It's possible that there's been too much talk. For a well-lit, two-room restaurant that's hardly changed a wink in 57 years, Mosca's has spawned more myths than Middle-Earth. Begin with the chicken a la Grande, widely purported to be the most luscious chicken dish on either side of the Mississippi. An entire chicken, pan-fried almost black and lambasted with glorious amounts of olive oil, rosemary and garlic cloves, it does indeed belong to that rare class of dishes that justifies chicken as a medium for fine cuisine. Its mythology, however, overshadows the other chicken dish, which deserves equal adulation: the silent genius, chicken cacciatore. Like the legendary a la Grande, the cacciatore is a whole chicken, its fried ruins prearranged on a dented metal platter as if by divine ordination. The difference is in the cacciatore's sauce: an oily, adhesive red sauce, blessed with sweet smokiness and garlic, that causes the dark chicken to look like a New Mexican landscape under moonlight.
Erroneous accounts of Mosca's lineage, Sicilian heritage and Mafioso connections run rampant through the world's guidebooks and boudoirs. For the record, the late Provino and Lisa Mosca, who once ran a restaurant by the same name in Chicago, opened Mosca's in 1946. The spiritual source of Provino's never-changing recipes lies with his ancestors in the Central Italian coastal town of San Benedetto del Tronto.
The restaurant has passed to their son, Johnny, a welcoming man of heavy-lidded countenance who slides an insect-shaped ashtray around the bar, explaining that Mosca (contrary to popular usage, it's pronounced with a long "o," as in "mo garlic") means "fly" in Italian. He caters especially to an awkwardly placed, two-person table set apart in the barroom, where glamorously dressed people drinking two cocktails at a time like to sit. It seems likely that the atmosphere surrounding this table -- as well as the stretch limos in the dark, gravel parking lot -- fuel popular stories about the Moscas and their good old friend, Al Capone. Fact or fiction?
"I can't give you the correct data on that," says Mary Jo Mosca, Johnny's wife, after a pause. "It keeps the mystique alive."
Mary Jo was forthright about every other historical detail. People will tell you that it takes forfeiting a first-born son to get a table at Mosca's, or at the very least an hourlong wait, which is no longer necessarily the case. The family has entertained reservations on every night but Saturday since the 1960s. This "new" policy is one of few innovations the restaurant and its regulars have ever endured. The Moscas still accept only cash, the jukebox still plays Louis Prima and Pete Fountain, and everything still arrives at the table family-style: stacks of plates, piles of silverware, carafes of water, deliveries of hot, twisted sesame rolls, heaping entree platters and the tin drip pots of espresso that serve exactly six.

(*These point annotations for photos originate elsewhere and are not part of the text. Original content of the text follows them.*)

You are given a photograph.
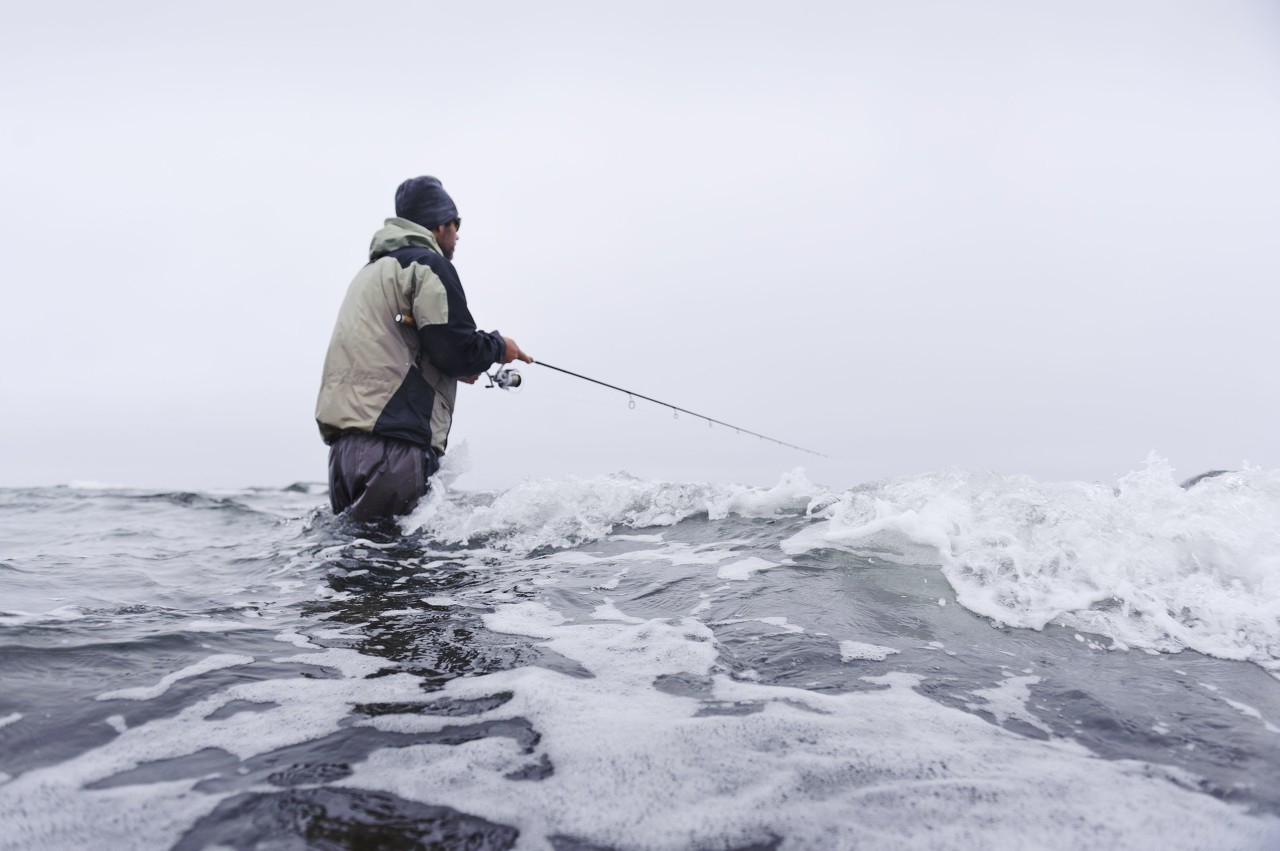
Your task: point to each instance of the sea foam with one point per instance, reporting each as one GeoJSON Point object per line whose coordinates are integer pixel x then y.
{"type": "Point", "coordinates": [1144, 563]}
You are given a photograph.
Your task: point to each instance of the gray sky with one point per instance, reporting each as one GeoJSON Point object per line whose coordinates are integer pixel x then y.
{"type": "Point", "coordinates": [1032, 238]}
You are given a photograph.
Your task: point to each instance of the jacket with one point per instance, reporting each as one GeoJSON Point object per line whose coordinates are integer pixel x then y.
{"type": "Point", "coordinates": [391, 379]}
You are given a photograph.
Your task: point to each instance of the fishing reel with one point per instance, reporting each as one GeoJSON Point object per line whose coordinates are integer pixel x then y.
{"type": "Point", "coordinates": [506, 379]}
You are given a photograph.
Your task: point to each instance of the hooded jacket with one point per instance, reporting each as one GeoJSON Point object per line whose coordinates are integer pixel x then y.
{"type": "Point", "coordinates": [389, 379]}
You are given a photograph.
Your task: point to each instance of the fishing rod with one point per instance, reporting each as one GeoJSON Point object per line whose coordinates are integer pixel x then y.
{"type": "Point", "coordinates": [508, 379]}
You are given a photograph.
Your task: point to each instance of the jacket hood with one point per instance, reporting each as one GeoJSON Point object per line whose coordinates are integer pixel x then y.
{"type": "Point", "coordinates": [401, 233]}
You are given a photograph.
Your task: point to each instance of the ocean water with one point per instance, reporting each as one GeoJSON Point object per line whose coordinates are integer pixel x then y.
{"type": "Point", "coordinates": [952, 660]}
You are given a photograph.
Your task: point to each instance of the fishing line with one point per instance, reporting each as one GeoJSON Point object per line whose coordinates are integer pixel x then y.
{"type": "Point", "coordinates": [508, 379]}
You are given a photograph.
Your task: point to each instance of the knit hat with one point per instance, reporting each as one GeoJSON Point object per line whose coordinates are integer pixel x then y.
{"type": "Point", "coordinates": [424, 201]}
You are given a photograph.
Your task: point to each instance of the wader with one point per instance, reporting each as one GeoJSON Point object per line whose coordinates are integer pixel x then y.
{"type": "Point", "coordinates": [378, 477]}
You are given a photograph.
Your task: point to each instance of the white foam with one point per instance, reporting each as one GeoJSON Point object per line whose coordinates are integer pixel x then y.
{"type": "Point", "coordinates": [743, 570]}
{"type": "Point", "coordinates": [1010, 700]}
{"type": "Point", "coordinates": [1251, 712]}
{"type": "Point", "coordinates": [635, 767]}
{"type": "Point", "coordinates": [348, 663]}
{"type": "Point", "coordinates": [216, 626]}
{"type": "Point", "coordinates": [780, 622]}
{"type": "Point", "coordinates": [296, 639]}
{"type": "Point", "coordinates": [1147, 563]}
{"type": "Point", "coordinates": [150, 692]}
{"type": "Point", "coordinates": [854, 650]}
{"type": "Point", "coordinates": [565, 512]}
{"type": "Point", "coordinates": [607, 611]}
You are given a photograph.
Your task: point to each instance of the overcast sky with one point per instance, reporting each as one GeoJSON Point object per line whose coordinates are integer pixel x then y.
{"type": "Point", "coordinates": [1038, 238]}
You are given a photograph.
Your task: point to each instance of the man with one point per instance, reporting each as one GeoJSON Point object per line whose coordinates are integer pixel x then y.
{"type": "Point", "coordinates": [389, 385]}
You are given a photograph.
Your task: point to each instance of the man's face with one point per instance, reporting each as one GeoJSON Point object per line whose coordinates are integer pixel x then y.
{"type": "Point", "coordinates": [447, 234]}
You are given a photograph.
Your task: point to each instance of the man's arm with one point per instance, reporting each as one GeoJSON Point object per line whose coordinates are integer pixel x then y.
{"type": "Point", "coordinates": [455, 346]}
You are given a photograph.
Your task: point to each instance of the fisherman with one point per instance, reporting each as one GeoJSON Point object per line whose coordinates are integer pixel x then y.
{"type": "Point", "coordinates": [403, 341]}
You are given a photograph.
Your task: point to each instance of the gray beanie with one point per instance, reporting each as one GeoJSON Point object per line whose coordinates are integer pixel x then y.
{"type": "Point", "coordinates": [424, 201]}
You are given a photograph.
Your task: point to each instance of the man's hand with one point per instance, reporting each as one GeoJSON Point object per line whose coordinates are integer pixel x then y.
{"type": "Point", "coordinates": [513, 353]}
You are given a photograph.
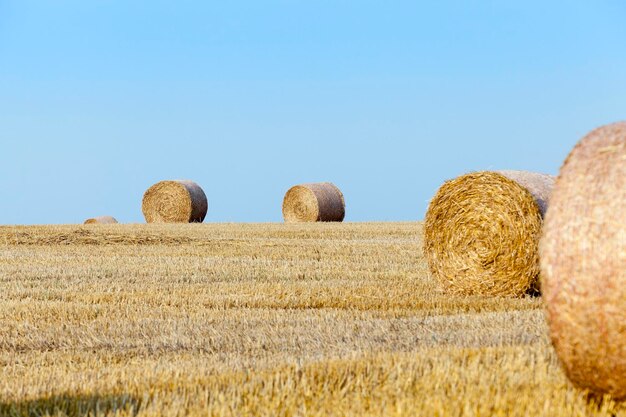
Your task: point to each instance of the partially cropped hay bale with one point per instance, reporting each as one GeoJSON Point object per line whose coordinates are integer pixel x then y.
{"type": "Point", "coordinates": [583, 262]}
{"type": "Point", "coordinates": [319, 202]}
{"type": "Point", "coordinates": [101, 220]}
{"type": "Point", "coordinates": [179, 201]}
{"type": "Point", "coordinates": [482, 232]}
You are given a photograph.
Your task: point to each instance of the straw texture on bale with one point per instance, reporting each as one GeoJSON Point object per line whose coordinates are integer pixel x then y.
{"type": "Point", "coordinates": [318, 202]}
{"type": "Point", "coordinates": [583, 262]}
{"type": "Point", "coordinates": [180, 201]}
{"type": "Point", "coordinates": [101, 220]}
{"type": "Point", "coordinates": [482, 232]}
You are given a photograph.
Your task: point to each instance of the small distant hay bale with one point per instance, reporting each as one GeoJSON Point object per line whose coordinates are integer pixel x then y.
{"type": "Point", "coordinates": [482, 232]}
{"type": "Point", "coordinates": [101, 220]}
{"type": "Point", "coordinates": [318, 202]}
{"type": "Point", "coordinates": [583, 263]}
{"type": "Point", "coordinates": [179, 201]}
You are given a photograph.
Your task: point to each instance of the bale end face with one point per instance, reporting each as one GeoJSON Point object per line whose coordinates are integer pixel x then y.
{"type": "Point", "coordinates": [318, 202]}
{"type": "Point", "coordinates": [482, 231]}
{"type": "Point", "coordinates": [180, 201]}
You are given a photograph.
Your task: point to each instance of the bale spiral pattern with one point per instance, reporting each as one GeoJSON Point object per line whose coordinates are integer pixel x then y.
{"type": "Point", "coordinates": [180, 201]}
{"type": "Point", "coordinates": [318, 202]}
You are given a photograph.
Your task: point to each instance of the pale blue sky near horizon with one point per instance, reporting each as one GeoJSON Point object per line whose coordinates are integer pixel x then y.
{"type": "Point", "coordinates": [101, 99]}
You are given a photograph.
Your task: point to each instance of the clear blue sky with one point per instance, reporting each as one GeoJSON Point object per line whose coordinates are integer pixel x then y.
{"type": "Point", "coordinates": [100, 99]}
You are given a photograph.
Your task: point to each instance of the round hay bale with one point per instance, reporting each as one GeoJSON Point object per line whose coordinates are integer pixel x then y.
{"type": "Point", "coordinates": [482, 232]}
{"type": "Point", "coordinates": [101, 220]}
{"type": "Point", "coordinates": [180, 201]}
{"type": "Point", "coordinates": [318, 202]}
{"type": "Point", "coordinates": [583, 263]}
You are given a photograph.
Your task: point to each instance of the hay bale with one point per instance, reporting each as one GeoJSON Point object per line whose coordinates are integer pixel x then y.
{"type": "Point", "coordinates": [318, 202]}
{"type": "Point", "coordinates": [101, 220]}
{"type": "Point", "coordinates": [583, 263]}
{"type": "Point", "coordinates": [180, 201]}
{"type": "Point", "coordinates": [482, 232]}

Six is the magic number. Four can't sample enough of the menu, and eight is too many to share the iceberg, crabmeat and olive salad, one of just three appetizers. Try your muscle with a nutcracker eating another starter on a similar theme: hard-shell crabs marinating in fiery olive salad so that vinegar and oil lubricate every joint.
Six friends prepared to eat generally reach their limit after five colossal entrees and three easy bottles of Ricasoli Chianti drunk from squat juice glasses. Besides the chicken dishes, there's pepper-spiked sausage served with soft, roasted potatoes, every cell of which balloons with oil, and shell-on Italian shrimp that remain snappish despite the deluge of olive oil, dried herbs and garlic that engulfs them. One of Mosca's two pasta dishes involves threadlike spaghetti, smooth red sauce and big, garlic-packed meatballs; the other is a colorless pasta bordelaise, bathed in butter and olive oil, and lovingly punished with garlic.
The delirium caused by excessive garlic, pepper and oil may inhibit your ability to think about dessert. Don't think, then -- just order one each of the Pineapple Fluff (essentially pineapple and whipped cream) and the tart, housemade cheesecake. The best reward for such fortitude is when Johnny Mosca noses around the table and pronounces, "Good job, kids. You really know how to eat."
Of all the Mosca's stories, it's the one about baked oysters Mosca that I regret remains folkloric to me. The oysters themselves tasted musty and went unfinished the only time I ordered it.
There's no argument, however, that a roadside supperclub in Avondale produces some of the most gratifying meals ever served. How has Mosca's managed not to become spoiled by discovery, to uphold its mystique despite all the talk? The Mosca family never seems to have aspired to fame, only greatness. Which is the stuff of legends.